Copyright hurdles for documentarians

This is nothing I really stopped to consider before. I knew that film-makers who make fictional films have to run the copyright loops from a variety of venues, considering that they’re dealing with things like ad-placement, movie-albums, etc…, but never did I realize that documentarians have to go through these same hurdles. There’s something about this that just makes you want to scream; the fact that those who have enlisted themselves to record history for us in visual form aren’t completely protected by fair-use laws. There’s a Wired article that interviews law professors who wrote a comic book about this subject: Battling the Copyright Monster.

At one point, it begins talking about how copyright has changed over the last 80 years, and how it has actually become an us-versus-them mentality for film-makers:

A fourth thing that cuts the other way is the fear-and-loathing syndrome. There’s a whole generation of filmmakers and digital creators whose only experience of copyright is as a hassle, as an obstruction, as a cease-and-desist letter preventing them from making or distributing their work. They see copyright as a pointless labyrinth they have to make their way through to make their art. We actually view ourselves as copyright defenders, showing how copyright is supposed to work. We’re saying this imbalance could cause us to lose the next generation of artists, if they think of copyright as worthless.
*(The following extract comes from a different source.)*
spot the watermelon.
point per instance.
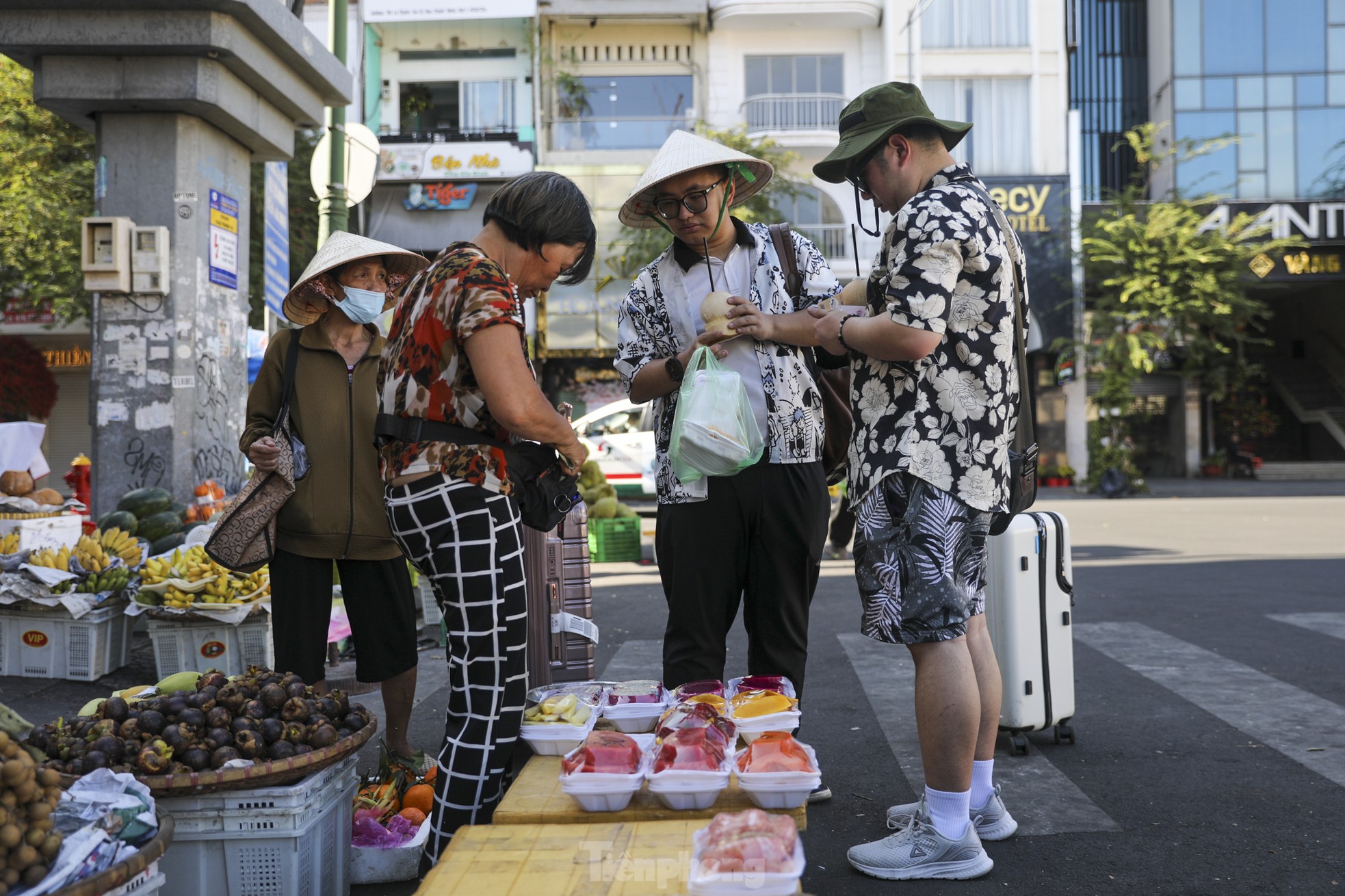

But perhaps the most shocking paragraph in the whole interview was this one:

First of all, documentaries are incredibly important records of our history and culture. They’re visual histories, and they’re increasingly based on copyrighted culture. Our book describes several instances in which the telling of that history has been thwarted by permissions issues. An example is Jon Else having to pay $10,000 for a four-and-a-half-second clip of The Simpsons playing in the background of his film (Sing Faster: The Stagehands’ Ring Cycle). The makers of Mad Hot Ballroom had to pay that same amount to EMI because a cell phone rings in the background of one of the scenes, and the ringtone is the theme from Rocky. These examples really resonate with people. They understand that these are instances where copyright is not working the way it’s supposed to.

A massive amount of money for a Rocky ringtone that went off somewhere in the background? For a documentary? Something that usually isn’t expected to make much money anyway?